Problems Grounded in Real-World Contexts

Throughout the redesigned SAT, students will engage with questions grounded in the real world, questions directly related to the work performed in college and career.
In the Evidence-Based Reading and Writing section, reading questions will include literature and literary nonfiction, but also feature charts, graphs, and passages like the ones students are likely to encounter in science, social science…

Again, this is a “removal of knowledge” change. Not necessarily watered down, mind you, but I definitely see a trend here, which I hope the reader can determine as well.

There are more changes, but I’ll investigate those next time.

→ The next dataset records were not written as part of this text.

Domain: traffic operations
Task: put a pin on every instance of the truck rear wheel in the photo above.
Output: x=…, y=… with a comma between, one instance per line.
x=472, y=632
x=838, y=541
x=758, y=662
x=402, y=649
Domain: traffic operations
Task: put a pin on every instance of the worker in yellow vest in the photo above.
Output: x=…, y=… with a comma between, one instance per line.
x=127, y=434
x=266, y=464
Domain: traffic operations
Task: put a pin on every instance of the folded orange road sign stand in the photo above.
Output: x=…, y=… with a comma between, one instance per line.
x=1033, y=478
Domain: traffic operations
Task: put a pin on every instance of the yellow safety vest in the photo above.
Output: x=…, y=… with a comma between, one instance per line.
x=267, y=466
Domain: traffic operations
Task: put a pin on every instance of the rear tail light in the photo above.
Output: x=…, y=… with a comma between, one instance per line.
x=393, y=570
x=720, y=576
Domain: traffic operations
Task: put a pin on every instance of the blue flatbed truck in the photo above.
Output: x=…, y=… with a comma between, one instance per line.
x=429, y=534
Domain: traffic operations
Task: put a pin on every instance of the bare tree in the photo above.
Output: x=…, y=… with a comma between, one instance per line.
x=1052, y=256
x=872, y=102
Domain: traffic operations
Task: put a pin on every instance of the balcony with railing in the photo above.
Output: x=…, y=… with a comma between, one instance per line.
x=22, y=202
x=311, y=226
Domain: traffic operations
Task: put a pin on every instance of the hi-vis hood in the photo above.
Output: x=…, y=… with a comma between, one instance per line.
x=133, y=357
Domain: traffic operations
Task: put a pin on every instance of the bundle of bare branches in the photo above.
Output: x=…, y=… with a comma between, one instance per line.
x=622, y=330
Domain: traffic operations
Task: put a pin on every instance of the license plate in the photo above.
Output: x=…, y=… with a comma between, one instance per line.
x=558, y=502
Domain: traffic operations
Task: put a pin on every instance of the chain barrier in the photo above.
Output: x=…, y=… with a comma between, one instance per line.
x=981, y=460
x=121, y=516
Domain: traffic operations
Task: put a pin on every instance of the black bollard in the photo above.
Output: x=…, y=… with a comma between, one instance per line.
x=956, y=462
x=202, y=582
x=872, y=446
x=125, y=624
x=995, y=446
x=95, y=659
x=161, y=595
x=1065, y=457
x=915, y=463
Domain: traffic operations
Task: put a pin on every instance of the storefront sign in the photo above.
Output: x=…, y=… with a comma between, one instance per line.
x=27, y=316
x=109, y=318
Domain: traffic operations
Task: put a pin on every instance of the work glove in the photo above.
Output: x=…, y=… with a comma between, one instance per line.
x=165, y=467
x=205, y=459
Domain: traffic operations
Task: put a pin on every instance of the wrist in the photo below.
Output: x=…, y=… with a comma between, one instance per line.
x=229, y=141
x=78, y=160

  1. You wrote that "it’ll be that much harder to determine if the top scorers on the SAT are really good students, or just mediocre students that are good at the watered down standards." However, once the standards are watered down, if the formerly mediocre students can now meet them so easily, they become the good students, that's all. Those who would have been really good students under the old system either become exceptionally good according to the new standards, or their extra knowledge becomes irrelevant for testing purposes. It's like being a good cook, knowing how to change a tire or speaking a foreign language that is simply not part of the testing. The knowledge is not necessarily useless, on the contrary. It's just that it is not considered for the purposes of this test.

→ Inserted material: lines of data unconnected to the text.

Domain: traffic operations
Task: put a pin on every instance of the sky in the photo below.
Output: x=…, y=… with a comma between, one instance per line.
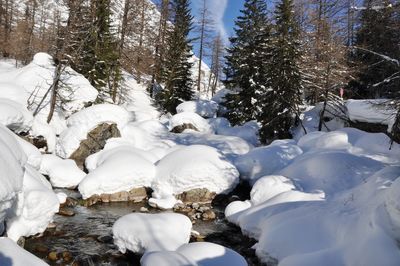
x=223, y=12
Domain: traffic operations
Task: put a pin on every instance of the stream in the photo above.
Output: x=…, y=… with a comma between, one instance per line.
x=85, y=239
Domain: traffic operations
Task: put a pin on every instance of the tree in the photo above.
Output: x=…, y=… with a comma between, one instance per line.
x=378, y=32
x=245, y=59
x=177, y=70
x=205, y=30
x=281, y=106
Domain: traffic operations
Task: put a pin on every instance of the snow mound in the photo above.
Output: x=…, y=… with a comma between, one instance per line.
x=12, y=160
x=194, y=167
x=15, y=116
x=140, y=233
x=368, y=111
x=267, y=160
x=63, y=173
x=193, y=254
x=12, y=254
x=37, y=205
x=81, y=123
x=206, y=109
x=116, y=170
x=200, y=123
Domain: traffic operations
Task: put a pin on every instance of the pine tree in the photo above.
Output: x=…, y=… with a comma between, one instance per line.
x=280, y=106
x=245, y=61
x=177, y=70
x=378, y=33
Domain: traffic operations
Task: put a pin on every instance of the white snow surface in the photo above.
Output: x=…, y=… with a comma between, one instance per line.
x=63, y=173
x=37, y=205
x=195, y=254
x=12, y=254
x=140, y=232
x=115, y=170
x=335, y=204
x=192, y=167
x=204, y=108
x=196, y=120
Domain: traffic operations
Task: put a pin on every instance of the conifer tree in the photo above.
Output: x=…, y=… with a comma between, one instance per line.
x=378, y=33
x=177, y=70
x=245, y=59
x=280, y=106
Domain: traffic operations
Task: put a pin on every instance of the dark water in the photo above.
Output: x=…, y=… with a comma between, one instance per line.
x=86, y=238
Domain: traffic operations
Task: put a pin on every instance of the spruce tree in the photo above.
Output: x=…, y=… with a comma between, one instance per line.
x=280, y=106
x=245, y=61
x=379, y=33
x=177, y=69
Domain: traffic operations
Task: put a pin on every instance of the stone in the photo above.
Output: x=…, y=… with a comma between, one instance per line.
x=94, y=142
x=53, y=256
x=67, y=256
x=208, y=215
x=199, y=195
x=183, y=127
x=66, y=212
x=144, y=209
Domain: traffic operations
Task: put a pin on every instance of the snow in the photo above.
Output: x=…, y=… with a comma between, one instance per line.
x=193, y=167
x=37, y=205
x=334, y=204
x=368, y=111
x=63, y=173
x=190, y=118
x=200, y=253
x=12, y=254
x=140, y=233
x=15, y=116
x=116, y=170
x=204, y=108
x=82, y=122
x=266, y=160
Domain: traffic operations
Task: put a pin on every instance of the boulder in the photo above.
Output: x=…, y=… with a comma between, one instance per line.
x=95, y=141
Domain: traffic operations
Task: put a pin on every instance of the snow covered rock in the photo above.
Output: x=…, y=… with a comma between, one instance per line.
x=12, y=254
x=37, y=205
x=189, y=120
x=193, y=254
x=267, y=160
x=117, y=170
x=190, y=168
x=140, y=233
x=206, y=109
x=15, y=116
x=63, y=173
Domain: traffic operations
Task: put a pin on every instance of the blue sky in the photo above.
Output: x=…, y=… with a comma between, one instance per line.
x=224, y=13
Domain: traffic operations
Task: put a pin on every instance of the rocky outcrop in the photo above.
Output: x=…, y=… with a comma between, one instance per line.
x=199, y=195
x=183, y=127
x=95, y=141
x=135, y=195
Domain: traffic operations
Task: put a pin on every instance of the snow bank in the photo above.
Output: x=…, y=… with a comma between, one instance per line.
x=190, y=118
x=12, y=160
x=81, y=123
x=193, y=167
x=335, y=204
x=37, y=205
x=205, y=254
x=267, y=160
x=12, y=254
x=63, y=173
x=368, y=111
x=116, y=170
x=142, y=233
x=15, y=116
x=206, y=109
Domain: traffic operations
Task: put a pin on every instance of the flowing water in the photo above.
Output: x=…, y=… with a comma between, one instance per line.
x=86, y=238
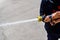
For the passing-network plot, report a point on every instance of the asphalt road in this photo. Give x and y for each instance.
(16, 10)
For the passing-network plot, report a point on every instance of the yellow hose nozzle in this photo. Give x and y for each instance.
(39, 18)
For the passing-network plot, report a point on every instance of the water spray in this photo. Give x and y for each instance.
(39, 18)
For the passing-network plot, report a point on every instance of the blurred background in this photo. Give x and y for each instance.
(16, 10)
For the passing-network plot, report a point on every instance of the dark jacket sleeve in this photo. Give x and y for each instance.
(42, 7)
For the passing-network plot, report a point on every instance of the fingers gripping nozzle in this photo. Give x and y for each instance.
(41, 18)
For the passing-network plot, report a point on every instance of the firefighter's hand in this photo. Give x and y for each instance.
(56, 15)
(47, 19)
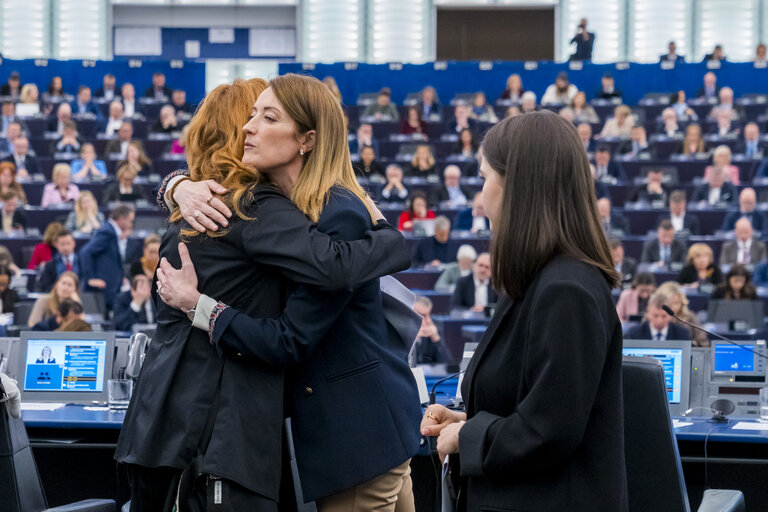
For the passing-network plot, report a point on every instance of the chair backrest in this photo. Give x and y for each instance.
(654, 473)
(20, 488)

    1. Actually, no. The top student would have a 1300, and stand out amongst the tens of thousands of students.

      But, now, the top student gets a 1300...as does a thousand other students. One the "best" is lowered, then the best don't look so good.

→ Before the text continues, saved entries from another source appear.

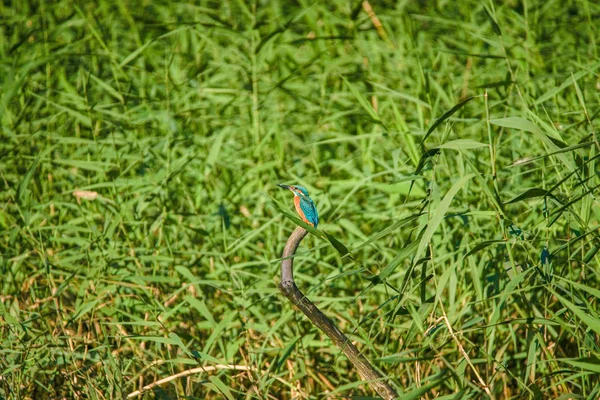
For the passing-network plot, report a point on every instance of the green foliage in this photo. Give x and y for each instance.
(141, 145)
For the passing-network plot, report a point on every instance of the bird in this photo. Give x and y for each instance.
(304, 205)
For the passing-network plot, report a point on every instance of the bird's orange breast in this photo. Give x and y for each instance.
(299, 210)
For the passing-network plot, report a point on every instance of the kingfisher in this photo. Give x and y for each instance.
(304, 205)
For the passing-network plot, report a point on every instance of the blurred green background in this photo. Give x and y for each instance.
(450, 147)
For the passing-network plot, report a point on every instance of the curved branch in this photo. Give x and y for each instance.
(290, 290)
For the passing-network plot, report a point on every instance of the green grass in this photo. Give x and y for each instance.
(475, 264)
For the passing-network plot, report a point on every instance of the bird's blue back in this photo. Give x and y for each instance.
(309, 209)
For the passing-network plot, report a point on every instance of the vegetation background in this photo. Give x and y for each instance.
(450, 147)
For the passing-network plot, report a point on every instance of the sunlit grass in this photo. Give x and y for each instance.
(140, 240)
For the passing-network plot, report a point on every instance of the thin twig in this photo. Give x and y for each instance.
(290, 290)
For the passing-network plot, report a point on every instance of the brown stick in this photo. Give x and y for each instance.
(290, 290)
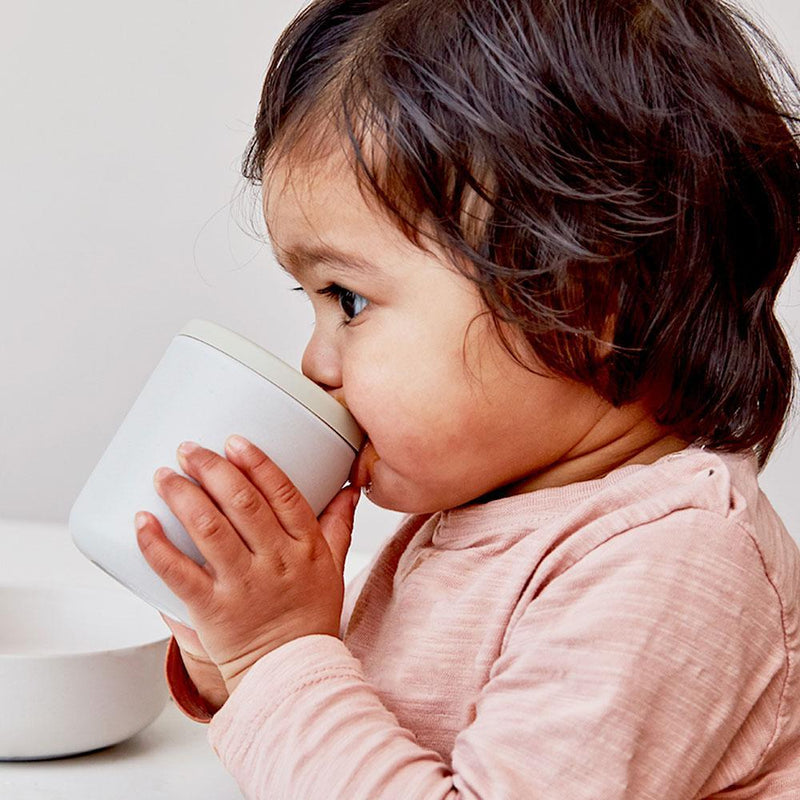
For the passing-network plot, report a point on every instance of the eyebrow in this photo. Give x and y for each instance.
(301, 259)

    2. But why shouldn't the highest scores be within reach for most people of normal intelligence provided, of course, that they are willing to study seriously? Is it fair to rig the test in a way that keeps the scores low for the vast majority of people?

    3. If those who have the intellectual capability shouldn't be allowed to have the top score on exams such as the SAT or GRE, then any butterfingers should be allowed to play quarterback in professional football and any one tone-deaf and having a tin ear should sing the lead in "La Traviata". Why are standards acceptable for entertainment and sports but not in education?

    4. Those who have the intellectual capability should be allowed to have the top score. Only, there should be many such people. Standards are acceptable. It's just that in education, most normal people should be able to get 100%. I have always understood standards as some kind of minimum, not as a way to exclude the vast majority of the population.

      In professional football or opera singing, there are very few highly paid positions. Of course they are very hard to get. In education, there are many places and it is the students (or someone else on their behalf) who must pay. Of course the standards should be closer to what the intelligent but rather average person can realistically achieve.

    5. I, for one, am glad that there were high standards. It gave me something to work towards. I knew I might not get there, but it didn't prevent me from trying. In no way did I ever feel that those high standards excluded me.

      If I was to qualify for the rewards of those standards, I had to *earn* them by virtue of hard work, talent, and, often, a bit of luck. Simply "paying", as you put it, only allowed me the opportunity to participate, not to purchase the end result.

      The student is *not* a customer.